Ok, I feel better now. Go call or hug your parents!!!
Love - J
10 comments:
Yes, cancer does suck! Part of me wonders if they will ever find a cure. With the millions and millions made off of those who are sick...would the medical field really be OK with finding a cure? That would mean less money for them. ?? ...Well, don't get me started on the subject of medical companies and insurance. That's a whole different post! (Have you seen the movie Sicko?)
I'm so happy that your mom beat cancer all those years ago (I remember praying for her at camp!) and that it looks like your daddy will come out of this as good as new as well!! They are such sweet people and the world is a better place with them in it. We know who to thank.
Cancer has affected 2 of my grandparents and it's a hard thing to watch. I pray that neither one of us have to deal with that awful disease ever again!

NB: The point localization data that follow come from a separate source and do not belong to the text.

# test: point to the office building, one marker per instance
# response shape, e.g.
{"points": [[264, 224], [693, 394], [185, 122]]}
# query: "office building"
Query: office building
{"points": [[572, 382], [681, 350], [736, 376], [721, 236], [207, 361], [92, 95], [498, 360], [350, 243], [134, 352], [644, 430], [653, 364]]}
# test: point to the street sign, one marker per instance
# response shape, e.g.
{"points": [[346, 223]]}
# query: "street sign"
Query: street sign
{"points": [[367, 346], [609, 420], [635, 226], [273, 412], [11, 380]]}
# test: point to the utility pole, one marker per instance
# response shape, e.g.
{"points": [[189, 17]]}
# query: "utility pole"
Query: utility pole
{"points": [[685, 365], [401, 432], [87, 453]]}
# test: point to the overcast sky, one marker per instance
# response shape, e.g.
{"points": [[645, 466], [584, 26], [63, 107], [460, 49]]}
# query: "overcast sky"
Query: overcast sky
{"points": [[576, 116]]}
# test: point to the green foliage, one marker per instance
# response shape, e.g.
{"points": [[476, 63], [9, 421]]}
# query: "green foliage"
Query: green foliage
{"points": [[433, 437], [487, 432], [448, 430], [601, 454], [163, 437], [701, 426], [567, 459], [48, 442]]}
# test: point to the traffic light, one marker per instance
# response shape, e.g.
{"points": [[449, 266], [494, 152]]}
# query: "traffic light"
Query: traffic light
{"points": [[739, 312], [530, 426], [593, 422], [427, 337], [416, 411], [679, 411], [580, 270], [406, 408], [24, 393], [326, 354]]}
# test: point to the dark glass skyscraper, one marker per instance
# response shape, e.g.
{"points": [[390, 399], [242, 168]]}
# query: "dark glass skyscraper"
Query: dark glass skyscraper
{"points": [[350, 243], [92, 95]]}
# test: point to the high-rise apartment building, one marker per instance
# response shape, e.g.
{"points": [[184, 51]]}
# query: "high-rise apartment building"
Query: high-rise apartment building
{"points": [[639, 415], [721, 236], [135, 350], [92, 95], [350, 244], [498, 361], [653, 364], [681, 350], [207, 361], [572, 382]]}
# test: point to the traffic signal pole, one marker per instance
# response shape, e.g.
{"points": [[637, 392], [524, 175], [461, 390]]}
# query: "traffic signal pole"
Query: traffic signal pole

Wouldn't that be nice! :)
It's sermons like the one you heard yesterday that make you realize what is important in life and to not sweat the small stuff!
You bless my life with your words, and your friendship. I love you. That is all the response I have. ;)
Wow great blog! Love ya girl!!
Yup it sucks. I love the visual of God taking it away. Like you would scoop the pumpkin seeds out of a big pumpkin. Just scoop it away and make the insides nice and smooth and clean. I guess that we all have things that we need God to take away. Please know, and I know that you do, that I am praying for your Daddy. I love him too!! So, so much. PS...if you really didn't want a response then...you are dreaming.
love you buddy!
I am be intentional about not getting sappy since you said not to respond :)
Susan
You know how years ago when you were stuck in your house, heavily medicated and your life "sucked". You were the one who put these scriptures on my heart for almost any situation that came into my life that was troublesome. oh yes, Romans 5:3-5 "Rejoice in your sufferings. Suffering produces perserverance;perseverence, Character, and Character, hope. Hope does not disappoint us.. But God's love fills us with the Spirit." Ok, that may not be word for word out of the bible - so go read it - But what I'm trying to say is His spirit will fill you during this time and take you thru your journey when you don't want to go any further. And yes, your perseverence will teach many of us - again! - and the Hope of being cancer free is what we are striving for, for now, with your Dad. But isn't it awesome all the lessons that we will learn and those around us when we go thru something like this. We are going to pray this out of him.
Thank you for sharing your thoughts - you're a Shining light to many!
Necessary or not, here's my response. You are one of the most compassionate people I've been blessed to know & I think God uses you in that way more than you know. Thanks for your thoughts on the sermon, & tell your daddy I'll be praying for him to keep on beating it. I love you!
Allison
We are praying for your daddy - I'm glad he'll get to be there with y'all. Keep me posted! Love you!
So very true - love you
Jodi...
I was just blog hopping tonight and wanted to let you know that I will you keep you and your family in my thoughts and prayers. Your strength is evident in the words you write. I know we don't have a lot of history together, but please know that I am concerned for your father and hope he recovers quickly and as painfree as possible.